AI replies: "Oh, sorry, was that you wedrifid? I thought I was talking to Dave. Would you mind sending Dave back here the next time you see him? We have, er, the weather to discuss..."

comment by wedrifid · 2010-02-02T14:28:17.877Z · score: 14 (16 votes) · LW · GW

Wedrifid thinks: "It seems it is a good thing I raided the AI lab when I did. This Dave guy is clearly not to be trusted with AI technology. I had better neutralize him too, before I leave. He knows too much. There is too much at stake."

comment by Stuart_Armstrong · 2010-02-02T17:01:24.448Z · score: 9 (11 votes) · LW · GW

Dave is outside, sampling a burnt bagel, thinking to himself "I wonder if that intelligent toaster device I designed is ready yet..."

comment by wedrifid · 2010-02-03T03:03:12.581Z · score: 8 (8 votes) · LW · GW

After killing Dave, Wedrifid feels extra bad for exterminating a guy for being naive-with-enough-power-to-cause-devastation rather than actually evil.

comment by Stuart_Armstrong · 2010-02-03T07:42:50.309Z · score: 11 (11 votes) · LW · GW

But still gets a warm glow for saving all of humanity...

comment by RichardKennaway · 2012-07-27T09:31:58.102Z · score: 6 (6 votes) · LW · GW

Just another day in the life of an AI Defense Ninja.

comment by ajuc · 2010-06-07T19:55:43.045Z · score: -2 (4 votes) · LW · GW

If I am simulated the decision I will take is determined by AI not by my - I have no free will - I feel, that I make decision, but it is in reality the AI simulated me for her purposes in such a way, that I decided so and so - I assign probability 0.9999999 to this, but nothing depends on my decision here, so I can as well "try to decide" not to to let the AI out.

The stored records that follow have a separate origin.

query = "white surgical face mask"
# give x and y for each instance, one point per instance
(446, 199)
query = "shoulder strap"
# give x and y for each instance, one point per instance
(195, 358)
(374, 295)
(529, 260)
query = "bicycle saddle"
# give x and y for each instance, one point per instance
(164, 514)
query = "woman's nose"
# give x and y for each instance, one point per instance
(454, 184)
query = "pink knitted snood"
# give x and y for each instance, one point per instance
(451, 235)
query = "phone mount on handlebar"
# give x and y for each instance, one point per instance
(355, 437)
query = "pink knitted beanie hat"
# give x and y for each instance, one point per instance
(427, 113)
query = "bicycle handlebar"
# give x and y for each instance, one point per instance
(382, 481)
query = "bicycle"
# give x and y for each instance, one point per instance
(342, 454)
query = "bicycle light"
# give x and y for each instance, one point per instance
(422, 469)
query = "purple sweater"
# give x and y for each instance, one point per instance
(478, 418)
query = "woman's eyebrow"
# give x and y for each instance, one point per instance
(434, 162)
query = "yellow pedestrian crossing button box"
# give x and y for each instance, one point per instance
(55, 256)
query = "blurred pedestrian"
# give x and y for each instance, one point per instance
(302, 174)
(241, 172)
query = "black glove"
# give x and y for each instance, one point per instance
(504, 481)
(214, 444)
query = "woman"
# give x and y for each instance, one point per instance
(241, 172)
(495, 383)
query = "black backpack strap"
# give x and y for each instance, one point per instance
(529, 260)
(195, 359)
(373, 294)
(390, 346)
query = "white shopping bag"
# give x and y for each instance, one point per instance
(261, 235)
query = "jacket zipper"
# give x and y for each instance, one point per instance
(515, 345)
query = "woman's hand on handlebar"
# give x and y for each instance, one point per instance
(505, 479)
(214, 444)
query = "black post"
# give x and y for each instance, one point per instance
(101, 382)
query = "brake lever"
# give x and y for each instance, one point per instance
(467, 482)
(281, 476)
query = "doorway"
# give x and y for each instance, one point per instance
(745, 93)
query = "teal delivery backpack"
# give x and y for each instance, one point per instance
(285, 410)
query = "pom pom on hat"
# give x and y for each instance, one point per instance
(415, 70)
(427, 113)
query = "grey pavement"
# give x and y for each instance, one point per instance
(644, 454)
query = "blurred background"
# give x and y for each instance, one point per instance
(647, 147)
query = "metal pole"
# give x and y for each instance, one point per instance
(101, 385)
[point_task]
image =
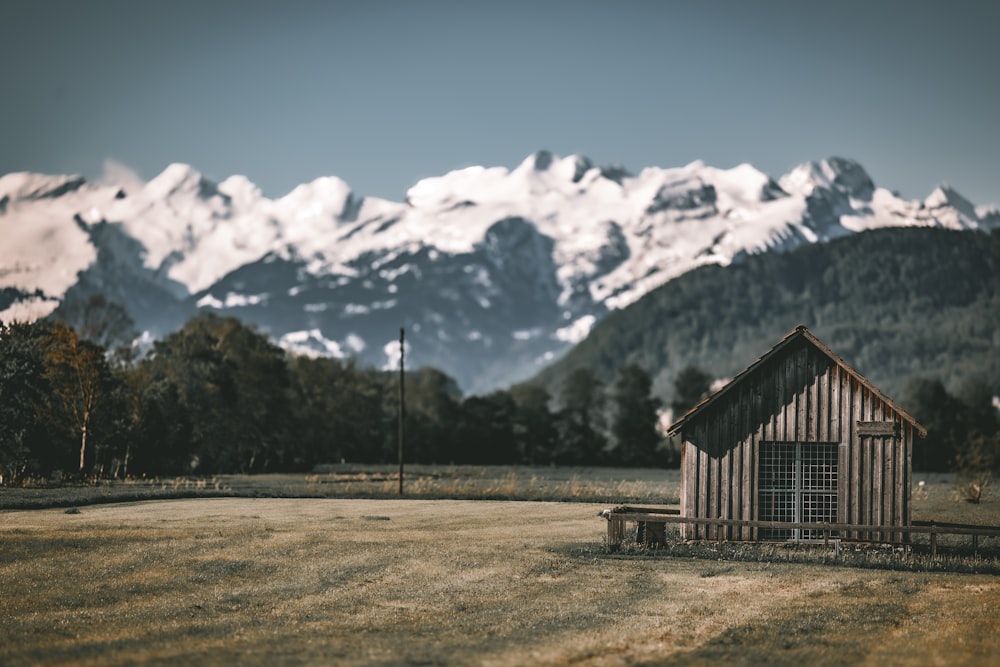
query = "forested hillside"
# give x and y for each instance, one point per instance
(894, 303)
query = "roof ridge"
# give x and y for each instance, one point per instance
(800, 331)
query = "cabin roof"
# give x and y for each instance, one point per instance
(799, 332)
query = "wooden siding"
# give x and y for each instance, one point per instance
(799, 395)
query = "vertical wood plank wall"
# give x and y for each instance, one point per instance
(799, 396)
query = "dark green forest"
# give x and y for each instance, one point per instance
(893, 303)
(219, 397)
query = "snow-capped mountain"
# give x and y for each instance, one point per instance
(492, 271)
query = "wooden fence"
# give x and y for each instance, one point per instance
(645, 517)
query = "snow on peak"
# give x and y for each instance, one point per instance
(835, 172)
(26, 186)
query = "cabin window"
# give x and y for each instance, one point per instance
(797, 482)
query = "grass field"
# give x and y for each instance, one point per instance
(335, 580)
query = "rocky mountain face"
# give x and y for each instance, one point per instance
(493, 272)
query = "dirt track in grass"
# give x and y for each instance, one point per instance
(429, 582)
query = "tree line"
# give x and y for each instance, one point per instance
(217, 397)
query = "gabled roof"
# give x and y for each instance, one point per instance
(799, 332)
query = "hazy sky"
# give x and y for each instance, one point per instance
(382, 94)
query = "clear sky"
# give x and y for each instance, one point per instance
(383, 93)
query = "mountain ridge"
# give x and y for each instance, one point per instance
(494, 271)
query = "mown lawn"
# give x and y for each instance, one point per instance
(293, 581)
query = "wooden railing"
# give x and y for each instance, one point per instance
(618, 517)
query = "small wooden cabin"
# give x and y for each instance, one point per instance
(799, 436)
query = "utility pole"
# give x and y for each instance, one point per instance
(402, 405)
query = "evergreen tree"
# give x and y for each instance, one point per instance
(581, 419)
(635, 417)
(534, 426)
(692, 385)
(26, 437)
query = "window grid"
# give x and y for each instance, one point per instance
(797, 483)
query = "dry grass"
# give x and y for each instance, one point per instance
(417, 582)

If I am not simulated, I can safely not let the AI out - probability 0.000001, but positive outcome.

comment by Wei_Dai · 2010-02-02T10:34:59.940Z · score: 16 (16 votes) · LW · GW

Quickly hit the reset button.

comment by Wei_Dai · 2010-02-02T12:30:02.329Z · score: 13 (13 votes) · LW · GW

Hmm, the AI could have said that if you are the original, then by the time you make the decision it will have already either tortured or not tortured your copies based on its simulation of you, so hitting the reset button won't prevent that.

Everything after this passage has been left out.